Высадили нас у Благовещенского рынка, показали дорогу в сторону вокзала и мы, тепло попрощавшись со старшиной из училища до следующего года, двинулись домой. Проходя через рынок, мы увидели огромную разъяренную толпу народа, в основном вооруженных солдат и офицеров, рядом с четырьмя капитально устроенными виселицами. Потолкавшись в толпе мы узнали, что рядом в доме идет суд над немцами и их помощниками из наших, которые осуществляли убийства людей в специальных машинах-душегубках с выхлопом от двигателей внутрь герметичной будки.

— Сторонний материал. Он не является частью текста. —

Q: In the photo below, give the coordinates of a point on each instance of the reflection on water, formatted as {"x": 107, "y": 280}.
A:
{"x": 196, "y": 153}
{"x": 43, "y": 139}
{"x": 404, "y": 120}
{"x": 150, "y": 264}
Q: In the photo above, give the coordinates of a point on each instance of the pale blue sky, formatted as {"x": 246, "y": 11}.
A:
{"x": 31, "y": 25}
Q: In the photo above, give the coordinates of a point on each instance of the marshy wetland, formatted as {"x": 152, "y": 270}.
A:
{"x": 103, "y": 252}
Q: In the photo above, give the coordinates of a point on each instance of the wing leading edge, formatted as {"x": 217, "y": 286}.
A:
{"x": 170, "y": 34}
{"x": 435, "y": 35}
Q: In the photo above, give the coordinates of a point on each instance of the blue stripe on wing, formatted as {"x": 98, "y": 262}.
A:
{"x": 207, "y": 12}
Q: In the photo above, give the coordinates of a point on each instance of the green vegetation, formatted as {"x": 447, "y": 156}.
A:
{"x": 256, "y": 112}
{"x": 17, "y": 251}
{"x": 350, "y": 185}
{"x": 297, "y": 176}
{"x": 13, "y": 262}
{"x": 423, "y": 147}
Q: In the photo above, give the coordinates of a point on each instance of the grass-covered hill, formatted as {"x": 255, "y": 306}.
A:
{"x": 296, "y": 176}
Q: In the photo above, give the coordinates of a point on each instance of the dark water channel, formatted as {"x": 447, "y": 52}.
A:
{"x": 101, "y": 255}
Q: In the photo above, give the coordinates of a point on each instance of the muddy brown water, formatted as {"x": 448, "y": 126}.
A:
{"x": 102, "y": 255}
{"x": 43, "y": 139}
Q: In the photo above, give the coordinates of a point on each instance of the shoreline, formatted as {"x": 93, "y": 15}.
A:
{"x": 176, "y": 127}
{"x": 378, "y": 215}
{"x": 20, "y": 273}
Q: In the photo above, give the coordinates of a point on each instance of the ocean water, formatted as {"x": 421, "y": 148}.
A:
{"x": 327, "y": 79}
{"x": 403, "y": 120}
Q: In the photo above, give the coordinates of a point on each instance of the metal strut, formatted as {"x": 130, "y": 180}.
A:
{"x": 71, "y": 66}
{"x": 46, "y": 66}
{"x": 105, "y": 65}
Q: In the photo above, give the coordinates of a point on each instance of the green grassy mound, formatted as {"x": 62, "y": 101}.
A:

Не помню каким образом, но нам удалось пролезть в зал суда и видеть происходящее. За длинным столом сидели военные и два или три гражданских. С последним словом выступали подсудимые, но была хорошо слышна только немецкая речь, которую мы не понимали. Слов переводчика расслышать было нельзя: мы были очень далеко от него. А когда говорил наш — было слышно хорошо: он просил и плакал, объясняя судьям, что не знал, какой машиной управлял, что его заставили и еще что-то в этом роде. После короткой паузы зачитали приговор. Осужденным связали руки за спиной и стали выводить из помещения. Толпа людей хлынула следом.

Осужденных подвели к виселицам, тут же под виселицы подъехали грузовики с открытыми бортами, по два солдата с двух сторон поставили осужденных в кузова, надели петли на шеи, чуть придержали и машины отъехали. Немцы приняли смерть молча, а водитель душегубки до последнего момента бился в солдатских руках, плакал, просил пощадить и, лишь когда петля была натянута, начал громко ругаться и проклинать всех и вся.

Через много лет в дневниках К. Симонова я прочитал об этом суде и участии в нем А. Толстого и И. Эренбурга. Наверное, они и были теми гражданскими, которые сидели за судейским столом.

Была война и к смертям и трупам люди привыкли, если можно так выразиться. Но казнь на Благовещенском рынке, зрелище насильственной смерти, несмотря на всю праведность происшедшего, оставило тяжелейший след в моей памяти.

Дома мама встретила радостно, хотя ей и очень хотелось, чтобы я учился, но как всем мамам ей больше всего хотелось, чтобы дети были рядом с ней. К этому времени из эвакуации вернулась швейная мастерская, где мама работала до 20 августа 1941 года, и ее приняли на работу закройщицей в цех женской одежды. По карточкам давали хлеб: 600 г работающему и 300 г иждивенцам. Были карточки и на другие продукты, но их, как правило, ничем не отоваривали. Зарплату платили, но это были скорее символические деньги, ибо купить за них ничего было нельзя. Топливо по-прежнему добывали из развалин, но его становилось все меньше, а снежная зима вообще сделала его недосягаемым. В полученной нами квартире стоял разбитый старинный рояль, который пришлось употребить на топливо. Сожгли и платяной шкаф, остатки которого из нашей старой квартиры нам отдали девушки-связистки.